The Federal Circuit rejected Helsinn’s argument based on Pennock v. Dialogue, a precedent set by the Supreme Court long before the AIA. Id. at 23. Pennock also involved a situation in which existence of the sale was public, but the terms of sale did not make details of the invention publicly available. Id. The Supreme Court found Pennock’s public sale invalidating based mostly on a policy concern that failing to do so would lead to impediments in progress of science and useful arts. Id. The Federal Circuit relied on Pennock to conclude that, “if the existence of the sale is public, the details of the invention need not be publicly disclosed in the terms of sale” for the AIA on-sale bar to apply. Id. at 27.

However, the Federal Circuit did not address the situation in which existence of the sale remains secret. Id. at 21. The Federal Circuit declined to address this situation explaining that it was not pertinent because Helsinn’s sale of its invention was indisputably public. Id. Therefore, although the court clarified that the AIA on-sale bar can apply when existence of a sale is public, it provides little guidance in situations where the existence of the sale remains secret.

Interestingly, the Federal Circuit’s ruling squarely contradicts the USPTO’s position on AIA on-sale bars to sales that are public. The MPEP states the USPTO’s position:

The phrase “on sale” in AIA 35 U.S.C. 102(a)(1) is treated as having the same meaning as “on sale” in pre-AIA 35 U.S.C. 102(b), except that the sale must make the invention available to the public.

MPEP §2152.02(d) (emphasis added). The USPTO argued at the Federal Circuit in support of Helsinn’s arguments, which were rejected. The Helsinn ruling places the USPTO in the difficult position of deciding whether to continue to apply its stated position or whether to change its position to align with the Federal Circuit in the near term. Nonetheless, the USPTO is likely to defer its decision on the matter until all appeals in the Helsinn case have been exhausted.

If the Helsinn ruling stands after all appeals are exhausted, the USPTO’s position would become obsolete. In addition, it would call into question the validity of any patents relying on the USPTO’s understanding of the on-sale bar.
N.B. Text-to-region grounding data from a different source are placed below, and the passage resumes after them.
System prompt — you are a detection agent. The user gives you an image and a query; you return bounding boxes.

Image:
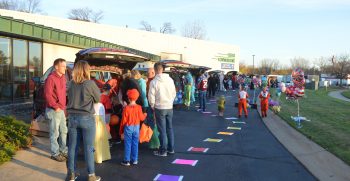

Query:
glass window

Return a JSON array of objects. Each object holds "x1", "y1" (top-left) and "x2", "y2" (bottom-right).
[
  {"x1": 29, "y1": 42, "x2": 42, "y2": 95},
  {"x1": 0, "y1": 37, "x2": 12, "y2": 101},
  {"x1": 13, "y1": 39, "x2": 28, "y2": 98}
]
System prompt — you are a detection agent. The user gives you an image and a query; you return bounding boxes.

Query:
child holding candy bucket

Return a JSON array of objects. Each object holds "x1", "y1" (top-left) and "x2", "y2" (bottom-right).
[{"x1": 259, "y1": 86, "x2": 270, "y2": 117}]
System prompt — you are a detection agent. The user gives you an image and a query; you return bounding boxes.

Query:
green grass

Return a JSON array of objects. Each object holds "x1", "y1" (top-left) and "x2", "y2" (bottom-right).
[
  {"x1": 269, "y1": 88, "x2": 350, "y2": 165},
  {"x1": 0, "y1": 116, "x2": 32, "y2": 165},
  {"x1": 341, "y1": 90, "x2": 350, "y2": 99}
]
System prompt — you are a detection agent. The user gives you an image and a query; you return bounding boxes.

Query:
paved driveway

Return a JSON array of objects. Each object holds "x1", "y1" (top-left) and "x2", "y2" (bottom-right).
[{"x1": 75, "y1": 90, "x2": 315, "y2": 181}]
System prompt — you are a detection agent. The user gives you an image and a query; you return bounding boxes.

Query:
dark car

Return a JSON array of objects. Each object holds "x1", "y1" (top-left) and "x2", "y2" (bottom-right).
[{"x1": 32, "y1": 47, "x2": 150, "y2": 119}]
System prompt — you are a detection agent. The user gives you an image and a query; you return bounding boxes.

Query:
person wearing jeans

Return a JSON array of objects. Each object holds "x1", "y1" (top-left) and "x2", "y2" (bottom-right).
[
  {"x1": 197, "y1": 70, "x2": 208, "y2": 112},
  {"x1": 198, "y1": 90, "x2": 207, "y2": 112},
  {"x1": 67, "y1": 114, "x2": 96, "y2": 173},
  {"x1": 66, "y1": 60, "x2": 101, "y2": 181},
  {"x1": 119, "y1": 89, "x2": 147, "y2": 166},
  {"x1": 155, "y1": 109, "x2": 174, "y2": 155},
  {"x1": 123, "y1": 125, "x2": 140, "y2": 165},
  {"x1": 148, "y1": 62, "x2": 176, "y2": 157},
  {"x1": 44, "y1": 58, "x2": 68, "y2": 162},
  {"x1": 46, "y1": 108, "x2": 67, "y2": 159}
]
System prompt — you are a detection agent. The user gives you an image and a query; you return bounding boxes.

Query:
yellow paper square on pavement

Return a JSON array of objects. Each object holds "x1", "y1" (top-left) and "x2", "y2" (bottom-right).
[
  {"x1": 217, "y1": 132, "x2": 234, "y2": 135},
  {"x1": 204, "y1": 138, "x2": 223, "y2": 142}
]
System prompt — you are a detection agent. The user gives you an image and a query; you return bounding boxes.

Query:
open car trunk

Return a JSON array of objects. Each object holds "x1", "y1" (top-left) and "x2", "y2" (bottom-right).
[{"x1": 75, "y1": 48, "x2": 150, "y2": 71}]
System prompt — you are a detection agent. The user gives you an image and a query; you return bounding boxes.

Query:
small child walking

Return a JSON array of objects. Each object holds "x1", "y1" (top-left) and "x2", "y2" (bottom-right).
[
  {"x1": 217, "y1": 95, "x2": 225, "y2": 116},
  {"x1": 100, "y1": 84, "x2": 112, "y2": 129},
  {"x1": 259, "y1": 86, "x2": 270, "y2": 117},
  {"x1": 238, "y1": 85, "x2": 249, "y2": 118},
  {"x1": 120, "y1": 89, "x2": 147, "y2": 166}
]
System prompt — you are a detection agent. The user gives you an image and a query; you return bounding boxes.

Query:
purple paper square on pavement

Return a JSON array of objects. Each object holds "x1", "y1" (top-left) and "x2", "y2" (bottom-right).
[{"x1": 153, "y1": 174, "x2": 184, "y2": 181}]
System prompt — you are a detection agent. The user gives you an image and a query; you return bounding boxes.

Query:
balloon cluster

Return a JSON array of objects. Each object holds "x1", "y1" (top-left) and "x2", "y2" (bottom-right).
[
  {"x1": 261, "y1": 76, "x2": 268, "y2": 88},
  {"x1": 276, "y1": 82, "x2": 286, "y2": 97},
  {"x1": 253, "y1": 77, "x2": 261, "y2": 87},
  {"x1": 285, "y1": 68, "x2": 305, "y2": 99},
  {"x1": 237, "y1": 75, "x2": 245, "y2": 85}
]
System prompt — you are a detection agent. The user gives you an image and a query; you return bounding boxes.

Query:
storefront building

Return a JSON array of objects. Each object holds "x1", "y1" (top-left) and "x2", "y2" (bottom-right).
[
  {"x1": 0, "y1": 13, "x2": 159, "y2": 104},
  {"x1": 0, "y1": 9, "x2": 239, "y2": 104}
]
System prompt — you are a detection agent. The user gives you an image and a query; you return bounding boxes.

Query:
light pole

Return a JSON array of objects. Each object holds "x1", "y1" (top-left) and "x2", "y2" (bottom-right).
[{"x1": 252, "y1": 55, "x2": 255, "y2": 75}]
With respect to sales that are secret, there is no clarity on whether the AIA on-sale bar can apply because the Federal Circuit declined to address that situation. Interestingly, the MPEP also states the USPTO’s position regarding AIA on-sale bars to sales that are secret:

AIA 35 U.S.C. 102(a)(1) uses the same “on sale” term as pre-AIA 35 U.S.C. 102(b). The “or otherwise available to the public” residual clause of AIA 35 U.S.C. 102(a)(1), however, indicates that AIA 35 U.S.C. 102(a)(1) does not cover secret sales or offers for sale. For example, an activity (such as a sale, offer for sale, or other commercial activity) is secret (non-public) if it is among individuals having an obligation of confidentiality to the inventor.

MPEP §2152.02(d) (emphasis added). The secret sale issue remains open for litigation. Applicants, patent owners, and practitioners will be interested to see how secret sales are handled by the USPTO and courts in the meantime.


The Helsinn decision informs us that the AIA on-sale bar can apply to all public sales, whether or not the terms of a public sale disclose details of the invention. But, it is not yet clear whether the AIA on-sale bar can apply to secret sales. Assuming Helsinn stands, applicants and practitioners should understand that a public sale (or an offer to sell) starts the clock ticking on the one-year grace period. Conservative practitioners may adopt a similar view even when a sale (or offer to sell) remains secret to avoid being susceptible to the AIA on-sale bar, at least until a future case clarifies otherwise.